Question

The 2018 Canadian internet use survey showed, overall, 94% of Canadians had home internet access, and about 84% of the internet users bought goods or services online, spending $57.4 billion. Suppose 64 internet users with home internet access were randomly and independently sampled. Find the probability that at least 20% of those sampled currently did not buy goods or services online. Round your answers to the nearest ten-thousandth (4 decimals).

Answer 1

We first find the probability of people who did not buy goods or services online P(In and B'). For this there are two steps, first the person should be internet user P(In) and if using the net he/she should not have bought online P(B' | In) .

Given

P(In) = 94%

internet users bought goods or services online =P(B | In) = 84%

internet users not bought goods or services online =P(B' | In) = 1 - 84% = 16%

Therefore P(I and B') = P(B'| In) * P(In) ....using the formula of conditional probability

= 16% * 94%

= 0.1504

Next we treat the event as a binomial distribution where you either buy online or you don't.
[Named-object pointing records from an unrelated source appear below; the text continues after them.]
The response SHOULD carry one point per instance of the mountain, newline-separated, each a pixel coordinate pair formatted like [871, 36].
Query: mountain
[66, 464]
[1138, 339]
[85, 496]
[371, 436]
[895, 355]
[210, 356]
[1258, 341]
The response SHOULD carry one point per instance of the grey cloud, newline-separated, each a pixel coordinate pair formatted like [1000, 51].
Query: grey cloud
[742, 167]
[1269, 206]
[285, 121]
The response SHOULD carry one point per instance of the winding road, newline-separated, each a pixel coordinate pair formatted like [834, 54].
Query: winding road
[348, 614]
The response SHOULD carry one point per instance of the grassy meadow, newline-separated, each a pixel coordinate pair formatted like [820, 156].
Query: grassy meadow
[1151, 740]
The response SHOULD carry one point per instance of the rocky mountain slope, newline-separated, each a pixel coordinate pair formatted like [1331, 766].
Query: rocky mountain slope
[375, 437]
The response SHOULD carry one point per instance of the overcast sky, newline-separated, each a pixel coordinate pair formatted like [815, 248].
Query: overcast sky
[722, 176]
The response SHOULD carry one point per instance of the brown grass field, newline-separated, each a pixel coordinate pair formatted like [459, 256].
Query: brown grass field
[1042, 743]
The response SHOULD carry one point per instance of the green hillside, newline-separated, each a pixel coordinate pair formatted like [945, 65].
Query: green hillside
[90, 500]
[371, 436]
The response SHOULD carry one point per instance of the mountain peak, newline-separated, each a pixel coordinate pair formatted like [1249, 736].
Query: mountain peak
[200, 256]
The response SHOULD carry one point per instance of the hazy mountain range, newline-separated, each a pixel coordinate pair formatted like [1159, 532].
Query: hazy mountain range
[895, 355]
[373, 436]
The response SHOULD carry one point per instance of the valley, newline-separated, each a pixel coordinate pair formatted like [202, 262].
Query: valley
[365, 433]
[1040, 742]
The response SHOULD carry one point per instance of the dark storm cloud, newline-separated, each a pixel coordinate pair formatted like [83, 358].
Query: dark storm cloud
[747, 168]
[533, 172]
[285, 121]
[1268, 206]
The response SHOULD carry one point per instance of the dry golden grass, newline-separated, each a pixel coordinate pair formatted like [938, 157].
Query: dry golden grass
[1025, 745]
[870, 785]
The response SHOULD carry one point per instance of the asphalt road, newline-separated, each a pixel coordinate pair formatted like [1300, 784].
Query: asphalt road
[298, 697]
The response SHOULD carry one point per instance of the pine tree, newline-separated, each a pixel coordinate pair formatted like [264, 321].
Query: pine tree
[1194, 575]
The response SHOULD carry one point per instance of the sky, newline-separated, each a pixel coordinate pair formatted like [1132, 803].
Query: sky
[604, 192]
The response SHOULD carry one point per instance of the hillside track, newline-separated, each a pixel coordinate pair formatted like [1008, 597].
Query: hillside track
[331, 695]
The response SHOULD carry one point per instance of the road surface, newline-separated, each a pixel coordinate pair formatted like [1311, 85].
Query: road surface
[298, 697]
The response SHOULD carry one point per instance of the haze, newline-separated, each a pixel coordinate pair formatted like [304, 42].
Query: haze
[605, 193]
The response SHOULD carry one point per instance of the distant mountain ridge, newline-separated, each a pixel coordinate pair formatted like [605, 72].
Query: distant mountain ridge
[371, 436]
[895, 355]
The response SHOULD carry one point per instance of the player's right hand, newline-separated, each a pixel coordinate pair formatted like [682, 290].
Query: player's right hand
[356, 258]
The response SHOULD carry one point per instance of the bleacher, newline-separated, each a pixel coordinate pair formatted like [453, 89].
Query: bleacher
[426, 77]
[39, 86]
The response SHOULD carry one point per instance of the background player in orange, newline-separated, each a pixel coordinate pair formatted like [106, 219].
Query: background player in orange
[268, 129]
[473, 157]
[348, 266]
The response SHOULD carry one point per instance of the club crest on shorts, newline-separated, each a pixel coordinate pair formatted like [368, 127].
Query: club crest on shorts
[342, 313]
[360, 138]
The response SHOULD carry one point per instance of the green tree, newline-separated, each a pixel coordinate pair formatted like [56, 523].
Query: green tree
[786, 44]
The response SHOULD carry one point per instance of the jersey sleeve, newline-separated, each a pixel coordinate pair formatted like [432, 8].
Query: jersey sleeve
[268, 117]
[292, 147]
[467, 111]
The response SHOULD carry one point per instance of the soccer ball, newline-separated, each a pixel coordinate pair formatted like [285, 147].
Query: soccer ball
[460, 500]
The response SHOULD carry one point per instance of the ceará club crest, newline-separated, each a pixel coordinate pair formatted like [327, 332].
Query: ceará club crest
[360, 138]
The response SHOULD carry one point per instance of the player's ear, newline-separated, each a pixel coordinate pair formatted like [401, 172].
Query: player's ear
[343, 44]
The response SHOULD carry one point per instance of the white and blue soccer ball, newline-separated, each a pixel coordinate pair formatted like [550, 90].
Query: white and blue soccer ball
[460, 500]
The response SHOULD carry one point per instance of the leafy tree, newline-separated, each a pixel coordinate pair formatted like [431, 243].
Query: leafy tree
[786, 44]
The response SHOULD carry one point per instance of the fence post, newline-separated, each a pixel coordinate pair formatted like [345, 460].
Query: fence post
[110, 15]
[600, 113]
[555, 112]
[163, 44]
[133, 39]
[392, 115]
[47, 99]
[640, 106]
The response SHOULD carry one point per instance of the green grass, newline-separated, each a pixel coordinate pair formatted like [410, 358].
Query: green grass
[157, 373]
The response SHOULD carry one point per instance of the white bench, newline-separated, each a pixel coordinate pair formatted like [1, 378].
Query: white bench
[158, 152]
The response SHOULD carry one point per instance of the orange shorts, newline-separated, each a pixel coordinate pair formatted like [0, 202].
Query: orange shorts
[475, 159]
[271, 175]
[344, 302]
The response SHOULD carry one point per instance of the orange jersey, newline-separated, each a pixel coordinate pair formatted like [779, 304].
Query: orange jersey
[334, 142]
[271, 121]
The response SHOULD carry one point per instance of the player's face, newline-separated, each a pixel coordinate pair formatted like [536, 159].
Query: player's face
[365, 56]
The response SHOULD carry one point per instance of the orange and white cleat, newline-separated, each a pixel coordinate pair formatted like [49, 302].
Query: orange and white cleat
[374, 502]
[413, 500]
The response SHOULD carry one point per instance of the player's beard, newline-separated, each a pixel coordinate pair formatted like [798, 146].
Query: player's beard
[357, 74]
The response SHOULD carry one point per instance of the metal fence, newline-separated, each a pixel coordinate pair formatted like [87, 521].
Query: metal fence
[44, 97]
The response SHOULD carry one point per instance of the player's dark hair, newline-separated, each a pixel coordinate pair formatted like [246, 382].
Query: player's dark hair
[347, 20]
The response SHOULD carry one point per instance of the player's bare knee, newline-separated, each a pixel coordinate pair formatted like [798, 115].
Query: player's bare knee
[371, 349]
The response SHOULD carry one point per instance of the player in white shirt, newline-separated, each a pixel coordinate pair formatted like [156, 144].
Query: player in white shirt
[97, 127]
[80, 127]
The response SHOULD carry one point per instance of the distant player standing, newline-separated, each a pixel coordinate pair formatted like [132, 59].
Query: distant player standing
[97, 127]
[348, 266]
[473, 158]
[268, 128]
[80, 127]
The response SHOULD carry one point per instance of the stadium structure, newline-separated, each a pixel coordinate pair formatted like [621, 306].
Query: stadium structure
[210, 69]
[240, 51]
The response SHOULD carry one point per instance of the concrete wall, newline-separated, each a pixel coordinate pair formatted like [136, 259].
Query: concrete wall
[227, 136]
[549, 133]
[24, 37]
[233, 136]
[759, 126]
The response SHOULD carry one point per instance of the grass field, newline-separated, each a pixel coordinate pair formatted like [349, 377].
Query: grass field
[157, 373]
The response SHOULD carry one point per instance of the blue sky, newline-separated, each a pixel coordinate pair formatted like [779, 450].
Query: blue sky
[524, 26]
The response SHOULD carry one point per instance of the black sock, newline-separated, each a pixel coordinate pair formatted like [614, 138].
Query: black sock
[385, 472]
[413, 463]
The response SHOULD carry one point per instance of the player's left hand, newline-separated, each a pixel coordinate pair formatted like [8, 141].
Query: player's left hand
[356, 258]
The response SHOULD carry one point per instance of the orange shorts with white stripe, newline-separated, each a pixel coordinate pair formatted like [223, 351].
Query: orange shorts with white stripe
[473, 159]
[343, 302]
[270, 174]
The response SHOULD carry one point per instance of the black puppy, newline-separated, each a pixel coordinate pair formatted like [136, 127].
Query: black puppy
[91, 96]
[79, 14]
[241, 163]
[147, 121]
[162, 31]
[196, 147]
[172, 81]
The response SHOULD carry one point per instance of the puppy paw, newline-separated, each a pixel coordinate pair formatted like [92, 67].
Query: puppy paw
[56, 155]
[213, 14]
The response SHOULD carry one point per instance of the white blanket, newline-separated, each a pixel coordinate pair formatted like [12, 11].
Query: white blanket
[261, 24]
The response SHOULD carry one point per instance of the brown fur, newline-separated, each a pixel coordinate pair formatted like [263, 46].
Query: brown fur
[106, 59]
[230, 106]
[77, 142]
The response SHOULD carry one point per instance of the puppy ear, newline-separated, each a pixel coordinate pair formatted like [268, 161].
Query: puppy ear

Now we can treat this simply as probability of not buying goods online.

p= 0.1504 n = 64

Since n > 30 and np > 10, we can use normal approximation

E(X) = np

= 9.6256

V(X)=np(1-p)

= 8.1779

S(X) = 2.8597

At least 20% of 64 means at least 12.8

P( X >= 12.8) = P( X > 12.8)  

= P( Z > 1.11)

= 1 - P( Z < 1.11)

= 1 - 0.86651 .....................using normal distribution tables.

At least 20% = 0.13349

We would normally use continuity correction since we are approximating a discrete distribution to a continuous ne. Since here 'x' was an integer so it was used directly.